The JSON object generated from the message has a number of properties. If the property listed below as not set in the message it will not be present. The potential properties are:

absoluteExpiry : The absolute time for the expiration of the message.
annotations : Conceptually a map of strings to objects. The JSON serialization of this is a standard JSON map serialization.
body : The body of the message may be a List of objects, a byte array, or a single object. Byte arrays are always encoded using Base64 encoding.
contentEncoding : The content-encoding property is used as a modifier to the content-type. When present, its value indicates what additional content encodings have been applied to the application-data, and thus what decoding mechanisms need to be applied in order to obtain the media-type referenced by the content-type header field.
contentType : The RFC-2046 MIME type for the message's application-data section (body).

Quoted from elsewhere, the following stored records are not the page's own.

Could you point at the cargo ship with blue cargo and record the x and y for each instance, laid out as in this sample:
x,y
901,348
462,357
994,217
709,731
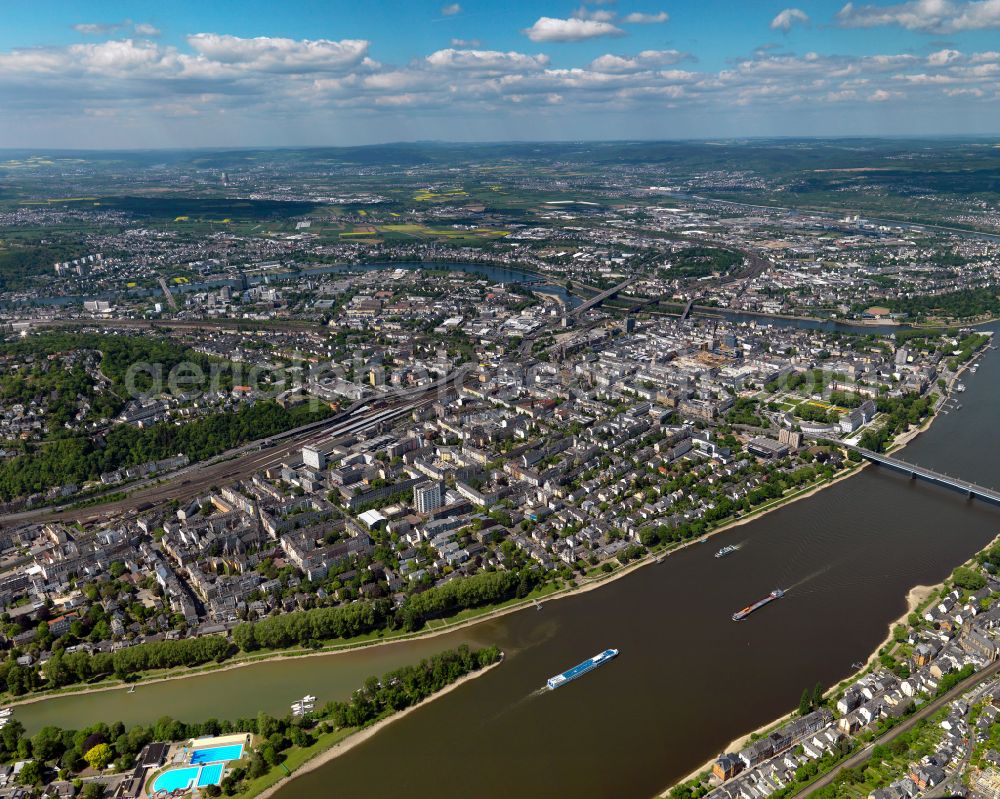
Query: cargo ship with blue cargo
x,y
581,669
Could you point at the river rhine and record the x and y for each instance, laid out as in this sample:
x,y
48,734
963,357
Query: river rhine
x,y
688,679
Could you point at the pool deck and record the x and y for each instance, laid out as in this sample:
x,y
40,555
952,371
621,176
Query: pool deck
x,y
180,758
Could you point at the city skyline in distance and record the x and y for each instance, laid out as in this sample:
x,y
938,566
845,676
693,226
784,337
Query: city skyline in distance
x,y
126,75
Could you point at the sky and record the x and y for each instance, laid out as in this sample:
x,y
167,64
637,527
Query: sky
x,y
221,73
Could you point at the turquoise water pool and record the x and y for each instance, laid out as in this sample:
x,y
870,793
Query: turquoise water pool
x,y
210,775
216,754
176,779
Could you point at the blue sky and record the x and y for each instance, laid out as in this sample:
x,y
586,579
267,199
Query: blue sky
x,y
301,72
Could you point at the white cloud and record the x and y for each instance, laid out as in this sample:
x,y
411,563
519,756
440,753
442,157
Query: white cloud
x,y
929,16
599,14
550,29
647,59
787,18
270,54
489,60
639,18
108,28
136,80
942,57
97,28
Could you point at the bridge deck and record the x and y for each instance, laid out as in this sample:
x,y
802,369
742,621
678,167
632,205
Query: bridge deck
x,y
989,494
604,295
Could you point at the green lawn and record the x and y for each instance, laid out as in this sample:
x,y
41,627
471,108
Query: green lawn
x,y
295,758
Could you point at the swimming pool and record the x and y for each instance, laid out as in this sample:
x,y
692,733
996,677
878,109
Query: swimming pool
x,y
216,754
176,779
210,775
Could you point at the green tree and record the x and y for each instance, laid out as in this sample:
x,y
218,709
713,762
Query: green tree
x,y
805,703
99,756
31,774
818,695
92,790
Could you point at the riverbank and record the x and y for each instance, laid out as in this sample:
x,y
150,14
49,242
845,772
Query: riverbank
x,y
463,620
468,618
356,739
916,597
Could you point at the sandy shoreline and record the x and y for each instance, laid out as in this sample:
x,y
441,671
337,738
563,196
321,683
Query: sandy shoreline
x,y
362,735
914,597
582,587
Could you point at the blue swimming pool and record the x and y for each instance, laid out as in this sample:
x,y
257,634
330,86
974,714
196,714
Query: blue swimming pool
x,y
216,754
210,775
176,779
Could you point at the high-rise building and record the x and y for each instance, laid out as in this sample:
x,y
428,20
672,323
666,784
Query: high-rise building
x,y
427,496
314,458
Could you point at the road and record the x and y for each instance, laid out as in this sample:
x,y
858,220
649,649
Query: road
x,y
929,709
246,460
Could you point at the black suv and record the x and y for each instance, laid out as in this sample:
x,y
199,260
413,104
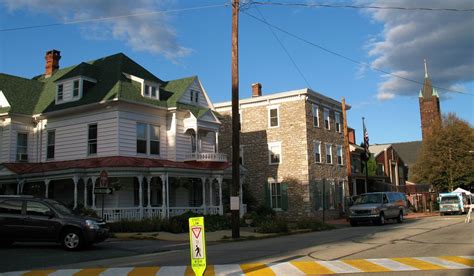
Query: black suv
x,y
25,218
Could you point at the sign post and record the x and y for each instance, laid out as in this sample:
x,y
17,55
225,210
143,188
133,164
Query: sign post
x,y
197,242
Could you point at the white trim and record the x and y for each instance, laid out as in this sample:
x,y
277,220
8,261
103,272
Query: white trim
x,y
269,109
274,144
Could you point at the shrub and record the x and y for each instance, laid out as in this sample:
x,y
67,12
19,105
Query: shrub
x,y
274,225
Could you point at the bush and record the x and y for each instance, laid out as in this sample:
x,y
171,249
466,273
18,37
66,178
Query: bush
x,y
313,224
274,225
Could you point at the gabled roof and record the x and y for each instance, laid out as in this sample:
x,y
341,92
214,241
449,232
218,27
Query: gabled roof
x,y
408,151
38,95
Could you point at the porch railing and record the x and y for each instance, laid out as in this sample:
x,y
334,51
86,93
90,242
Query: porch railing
x,y
206,156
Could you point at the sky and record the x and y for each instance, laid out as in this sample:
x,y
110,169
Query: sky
x,y
374,58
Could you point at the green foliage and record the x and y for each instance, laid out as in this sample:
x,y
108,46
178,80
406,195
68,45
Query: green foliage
x,y
275,225
446,159
313,224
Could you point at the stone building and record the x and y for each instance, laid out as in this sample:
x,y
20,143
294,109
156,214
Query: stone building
x,y
292,147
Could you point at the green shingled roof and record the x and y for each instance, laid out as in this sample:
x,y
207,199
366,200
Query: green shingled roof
x,y
38,95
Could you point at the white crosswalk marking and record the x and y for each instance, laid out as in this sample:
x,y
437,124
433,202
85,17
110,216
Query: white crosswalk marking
x,y
339,267
392,265
445,263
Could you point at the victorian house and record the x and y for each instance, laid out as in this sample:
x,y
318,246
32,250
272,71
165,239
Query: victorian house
x,y
157,140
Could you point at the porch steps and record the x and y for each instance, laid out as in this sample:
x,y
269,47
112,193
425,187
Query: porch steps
x,y
284,268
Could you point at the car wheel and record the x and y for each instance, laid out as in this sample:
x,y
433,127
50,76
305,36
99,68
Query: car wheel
x,y
400,217
381,220
72,239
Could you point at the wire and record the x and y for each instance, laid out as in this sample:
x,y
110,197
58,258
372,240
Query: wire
x,y
110,17
362,7
348,58
283,46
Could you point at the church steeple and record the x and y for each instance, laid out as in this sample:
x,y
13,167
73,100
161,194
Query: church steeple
x,y
429,105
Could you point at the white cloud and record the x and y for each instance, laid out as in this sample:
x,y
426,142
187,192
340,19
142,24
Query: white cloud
x,y
445,39
151,33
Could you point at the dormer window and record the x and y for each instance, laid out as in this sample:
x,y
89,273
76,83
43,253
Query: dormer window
x,y
60,92
75,89
151,91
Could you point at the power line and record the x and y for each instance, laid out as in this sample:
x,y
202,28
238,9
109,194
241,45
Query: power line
x,y
347,58
283,46
110,18
308,5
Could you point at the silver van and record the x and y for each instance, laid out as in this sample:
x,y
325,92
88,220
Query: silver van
x,y
378,207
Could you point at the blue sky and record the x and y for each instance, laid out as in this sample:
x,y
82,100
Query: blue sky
x,y
197,42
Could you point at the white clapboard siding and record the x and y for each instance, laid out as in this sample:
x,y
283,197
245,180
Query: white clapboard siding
x,y
183,140
71,136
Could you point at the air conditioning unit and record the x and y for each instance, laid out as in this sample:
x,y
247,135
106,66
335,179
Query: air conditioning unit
x,y
23,157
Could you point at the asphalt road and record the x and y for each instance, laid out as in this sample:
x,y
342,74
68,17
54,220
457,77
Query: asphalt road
x,y
431,236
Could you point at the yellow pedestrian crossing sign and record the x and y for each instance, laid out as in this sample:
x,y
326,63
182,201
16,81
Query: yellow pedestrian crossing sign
x,y
197,242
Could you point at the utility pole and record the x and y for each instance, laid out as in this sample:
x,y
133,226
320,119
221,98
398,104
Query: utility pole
x,y
235,187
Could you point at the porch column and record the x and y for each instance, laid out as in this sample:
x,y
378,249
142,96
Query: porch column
x,y
140,194
221,208
203,180
85,180
46,185
211,180
148,180
93,178
217,142
167,196
76,180
163,196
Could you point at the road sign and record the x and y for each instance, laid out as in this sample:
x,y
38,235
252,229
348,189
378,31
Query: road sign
x,y
198,245
102,191
104,179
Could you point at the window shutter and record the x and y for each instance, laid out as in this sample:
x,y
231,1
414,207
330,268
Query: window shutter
x,y
267,195
284,196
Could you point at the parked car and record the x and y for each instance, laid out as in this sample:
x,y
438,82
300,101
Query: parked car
x,y
25,218
378,207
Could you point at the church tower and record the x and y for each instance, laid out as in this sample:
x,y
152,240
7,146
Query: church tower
x,y
429,106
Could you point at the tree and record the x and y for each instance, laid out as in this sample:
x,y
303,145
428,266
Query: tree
x,y
446,158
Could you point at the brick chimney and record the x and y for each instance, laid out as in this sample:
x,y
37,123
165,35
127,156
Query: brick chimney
x,y
256,89
52,62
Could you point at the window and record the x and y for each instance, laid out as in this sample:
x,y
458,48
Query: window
x,y
22,147
274,150
275,192
317,152
273,117
36,209
141,138
327,122
154,140
328,154
60,92
339,155
315,115
338,121
75,89
92,140
51,142
147,90
11,207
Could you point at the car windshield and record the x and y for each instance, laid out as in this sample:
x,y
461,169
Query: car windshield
x,y
368,198
61,208
449,199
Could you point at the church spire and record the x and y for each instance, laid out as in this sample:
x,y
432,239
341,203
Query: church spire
x,y
426,70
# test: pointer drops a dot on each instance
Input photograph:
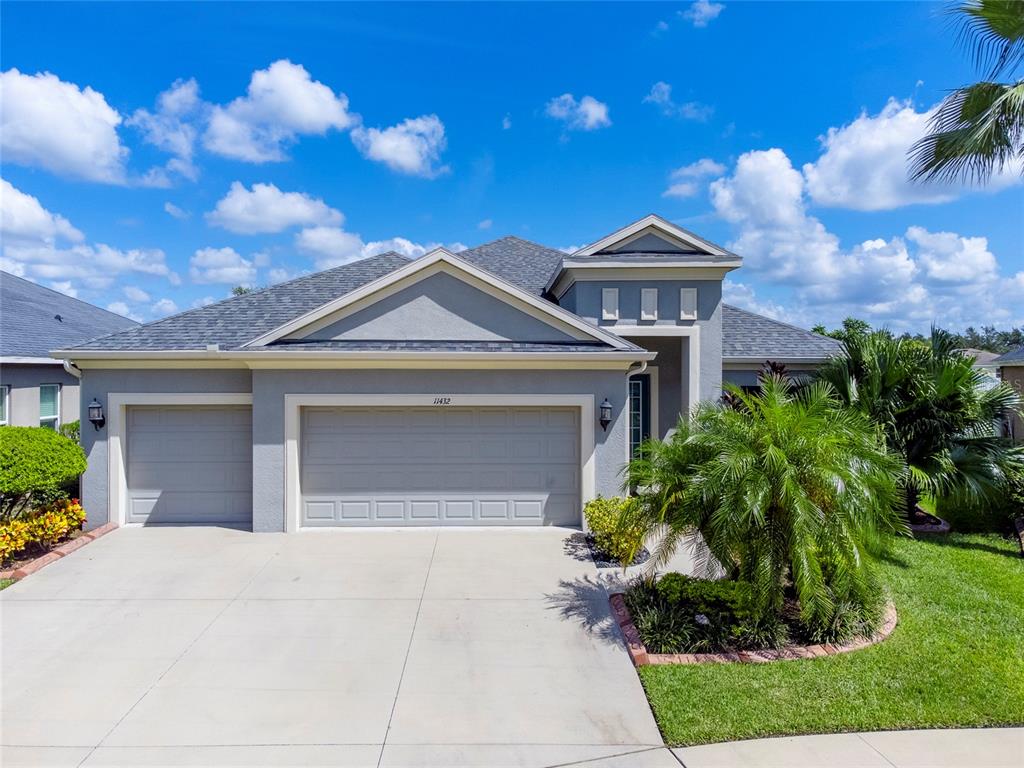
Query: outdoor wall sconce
(96, 414)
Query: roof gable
(437, 307)
(653, 236)
(434, 262)
(36, 320)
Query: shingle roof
(753, 336)
(440, 346)
(237, 321)
(529, 265)
(1013, 357)
(35, 320)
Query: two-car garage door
(437, 466)
(361, 466)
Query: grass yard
(955, 659)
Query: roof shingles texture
(29, 325)
(232, 323)
(235, 322)
(748, 335)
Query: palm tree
(934, 408)
(979, 129)
(788, 491)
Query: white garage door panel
(189, 464)
(459, 466)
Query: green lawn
(956, 658)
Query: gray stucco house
(37, 390)
(503, 385)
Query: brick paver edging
(641, 657)
(57, 552)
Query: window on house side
(49, 406)
(648, 303)
(609, 303)
(687, 303)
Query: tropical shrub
(611, 525)
(34, 461)
(791, 493)
(72, 430)
(934, 409)
(42, 528)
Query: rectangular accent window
(687, 303)
(648, 303)
(609, 303)
(49, 406)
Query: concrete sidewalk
(981, 748)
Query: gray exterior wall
(100, 383)
(269, 388)
(440, 307)
(24, 381)
(585, 300)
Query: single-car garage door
(189, 464)
(437, 466)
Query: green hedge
(34, 461)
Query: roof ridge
(780, 323)
(62, 295)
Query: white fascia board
(457, 264)
(659, 225)
(24, 360)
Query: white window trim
(690, 332)
(646, 293)
(654, 425)
(295, 402)
(56, 426)
(696, 310)
(117, 406)
(612, 294)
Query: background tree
(934, 408)
(790, 491)
(979, 129)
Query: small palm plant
(934, 408)
(790, 493)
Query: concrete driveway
(211, 646)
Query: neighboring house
(36, 390)
(1011, 370)
(503, 385)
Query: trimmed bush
(34, 460)
(615, 534)
(41, 529)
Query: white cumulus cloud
(586, 115)
(264, 209)
(906, 281)
(172, 128)
(863, 164)
(221, 265)
(52, 124)
(413, 146)
(701, 12)
(283, 102)
(660, 94)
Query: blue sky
(293, 137)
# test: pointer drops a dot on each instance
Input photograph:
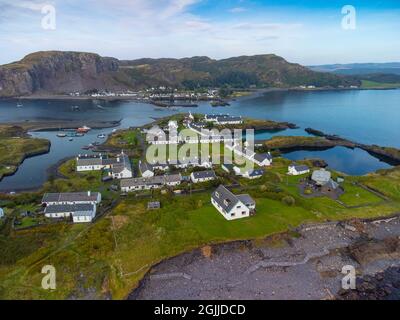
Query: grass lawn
(14, 150)
(372, 84)
(114, 253)
(357, 196)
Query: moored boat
(83, 129)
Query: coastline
(57, 125)
(130, 98)
(25, 157)
(304, 263)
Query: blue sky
(307, 32)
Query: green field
(113, 254)
(367, 84)
(15, 147)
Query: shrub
(289, 200)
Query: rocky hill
(57, 72)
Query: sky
(307, 32)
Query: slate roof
(144, 166)
(204, 174)
(70, 197)
(256, 173)
(246, 199)
(321, 176)
(62, 208)
(301, 168)
(225, 199)
(156, 180)
(261, 157)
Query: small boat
(83, 129)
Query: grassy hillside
(59, 72)
(110, 256)
(15, 146)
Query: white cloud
(237, 10)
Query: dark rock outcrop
(58, 72)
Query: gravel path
(305, 267)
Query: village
(188, 174)
(149, 193)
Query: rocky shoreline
(56, 125)
(305, 263)
(386, 154)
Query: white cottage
(297, 170)
(232, 207)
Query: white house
(263, 159)
(223, 119)
(253, 174)
(71, 198)
(120, 167)
(232, 207)
(172, 124)
(203, 176)
(79, 212)
(321, 177)
(297, 170)
(146, 170)
(81, 206)
(156, 182)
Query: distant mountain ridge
(359, 68)
(62, 72)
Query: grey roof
(246, 199)
(332, 184)
(215, 116)
(62, 208)
(256, 173)
(262, 156)
(144, 166)
(122, 164)
(118, 164)
(154, 205)
(229, 119)
(300, 168)
(204, 174)
(70, 197)
(172, 178)
(226, 199)
(156, 180)
(89, 161)
(228, 166)
(321, 176)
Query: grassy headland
(16, 146)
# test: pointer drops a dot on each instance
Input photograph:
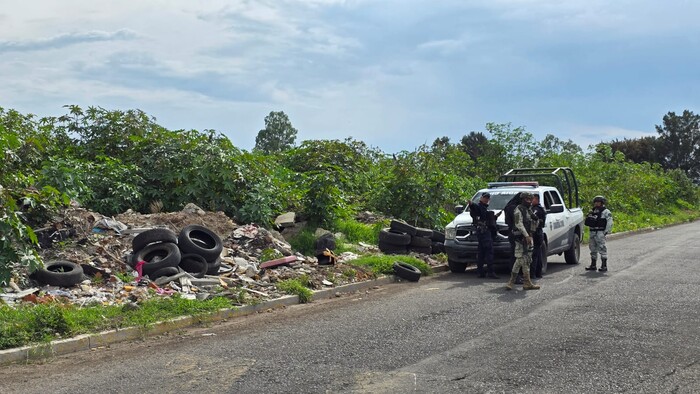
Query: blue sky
(395, 74)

As per RFC-2046 this can contain a charset parameter defining the character encoding used: e.g., ‘text/plain; charset=“utf-8”’.
correlationId : An id that correlates messages together.
creationTime : the absolute time for the creation of the message.
deliveryCount : the number of failed delivery attempts this message has been part of.
durable : the flag that indicates if the message is durable.
firstAcquirer : if this message has been acquired by another link previously.
footers : conceptually a map of strings to objects. The JSON serialization of this is a standard JSON map serialization.
groupId : the group id for the message.
groupSequence : the group sequence number for the message.
messageId : The message Id if any was provided.
properties : conceptually a map of strings to objects. The JSON serialization of this is a standard JSON map serialization.
replyTo : the suggested reply destination.
replyToGroup : the group to which replies should be sent.
subject : the subject of the message
to : The intended destination of the message if set.
userId : The Id of the user that created the message if it was provided.

Data Serialization

Data is serialized using the Jackson JSON serialization libraries. The system can serialize any object that Jackson can natively serialize. In addition, custom serializers are used to serialize the AMQP native components so that they can be rendered by into a JSON format that is readable outside the Kafka environment. The Kafka data is a JSON string. Using the JSON converter will return the expected JSON object, using a String converter will return the JSON string. All other converters will probably fail to work.